Moore is also a twin, and his twin brother allegedly was a passenger in the car at the time of the chase.

Quanell said Moore’s family contacted him after a witness released video showing what happened in the mall parking lot. Afterward, he talked to Moore and said it was of the “utmost importance” that they turn him in safely.

“This was a very tense one for me because of the time and the climate,” the community activist said. “I’ve done many of these, but this had to be one of the most intense ones because of the situation and the charge – the possible charges – the officer being killed at a time where everybody’s on edge in this country.”

Quanell said he wanted to make it clear that no one was a threat, and that no harm would come to anyone. He said Moore asked him repeatedly if police were going to shoot him.

“My instructions to him were to take off his shirt and put his hands in the air clearly where everybody can see them because we are talking about a police officer who’s dead. We’re talking about cops being shot across the country now. Some of these police officers are really on heightened edge,” he said. “I wanted to make sure there was no suspicion and no doubt that this young man was posing no threat, and that he was not armed, and that he was in a position of complete surrender so there was no suspicious idea that he was reaching for something.”

Quanell said Moore was concerned and nervous, and understands the seriousness of the case. He added that Moore has had trouble in the past with the law.

“I believe he’s been through the system before. He seems to have some experience with the system so we are not dealing with a young man who’s square as a pool table and twice as green,” he said.

Quanell said he wanted to make sure both he and Moore would be safe in the end.

“My concern was ‘Brother let’s get you turned in safely so you can live to see another day,” he said.

Quanell credited Bellaire Police Chief Byron Holloway for personally making sure all ran smoothly.

The chief says there is no rush to judgment and no charges have been filed at this time.

“We want to hear what the man has to say.

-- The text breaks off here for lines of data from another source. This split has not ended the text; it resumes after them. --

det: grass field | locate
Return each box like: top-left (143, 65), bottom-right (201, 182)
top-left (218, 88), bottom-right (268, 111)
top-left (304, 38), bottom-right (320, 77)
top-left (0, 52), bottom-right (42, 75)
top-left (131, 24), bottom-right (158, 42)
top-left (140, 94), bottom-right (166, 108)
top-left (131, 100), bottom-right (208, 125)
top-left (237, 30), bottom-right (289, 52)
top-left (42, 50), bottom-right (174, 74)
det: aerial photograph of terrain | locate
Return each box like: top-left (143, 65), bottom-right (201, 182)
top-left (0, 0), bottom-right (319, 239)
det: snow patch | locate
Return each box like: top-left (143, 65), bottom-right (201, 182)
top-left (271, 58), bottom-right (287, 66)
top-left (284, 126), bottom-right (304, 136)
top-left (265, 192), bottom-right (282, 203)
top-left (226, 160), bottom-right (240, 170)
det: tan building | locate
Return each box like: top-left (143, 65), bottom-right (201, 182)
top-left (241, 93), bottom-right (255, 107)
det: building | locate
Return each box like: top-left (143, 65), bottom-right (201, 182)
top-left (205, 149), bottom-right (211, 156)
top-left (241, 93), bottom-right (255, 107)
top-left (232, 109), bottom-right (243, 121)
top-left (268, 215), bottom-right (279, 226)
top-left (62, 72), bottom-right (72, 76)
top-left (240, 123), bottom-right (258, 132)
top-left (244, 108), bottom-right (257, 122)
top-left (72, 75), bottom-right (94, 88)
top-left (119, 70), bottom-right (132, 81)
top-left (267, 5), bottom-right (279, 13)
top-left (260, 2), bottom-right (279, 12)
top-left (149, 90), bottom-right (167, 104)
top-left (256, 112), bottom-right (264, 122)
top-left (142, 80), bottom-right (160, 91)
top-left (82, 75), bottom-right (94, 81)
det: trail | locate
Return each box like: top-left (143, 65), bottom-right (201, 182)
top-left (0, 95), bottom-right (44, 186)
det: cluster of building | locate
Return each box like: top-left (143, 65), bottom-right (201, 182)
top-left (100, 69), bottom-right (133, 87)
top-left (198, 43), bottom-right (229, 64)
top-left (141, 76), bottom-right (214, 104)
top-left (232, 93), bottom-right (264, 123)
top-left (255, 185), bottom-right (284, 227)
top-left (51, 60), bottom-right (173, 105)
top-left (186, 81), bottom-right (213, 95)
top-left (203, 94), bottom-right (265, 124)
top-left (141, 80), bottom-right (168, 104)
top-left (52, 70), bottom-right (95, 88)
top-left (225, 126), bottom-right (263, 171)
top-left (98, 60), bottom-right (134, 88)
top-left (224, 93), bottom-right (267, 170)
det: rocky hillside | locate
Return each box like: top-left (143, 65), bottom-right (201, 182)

Let’s not make an assumption that he done something intentionally to cause the death of an officer. He may have been involved in a criminal activity that led to the death of an officer,” Holloway said. “These are the things that we need to sort out. That he had enough character to come in and resolve this in a peaceful manner, we appreciate that.”

He also thanked Quanell for his service.

“I would like to thank Quanell for reaching his hand out to us and trying to make the community a safer place,” Holloway said.

Holloway explained that since the accident happened in the Houston city limits, the case will be handled by investigators with the Houston Police Department. After Moore finishes talking with Bellaire PD, HPD will decide if and when to proceed with charges.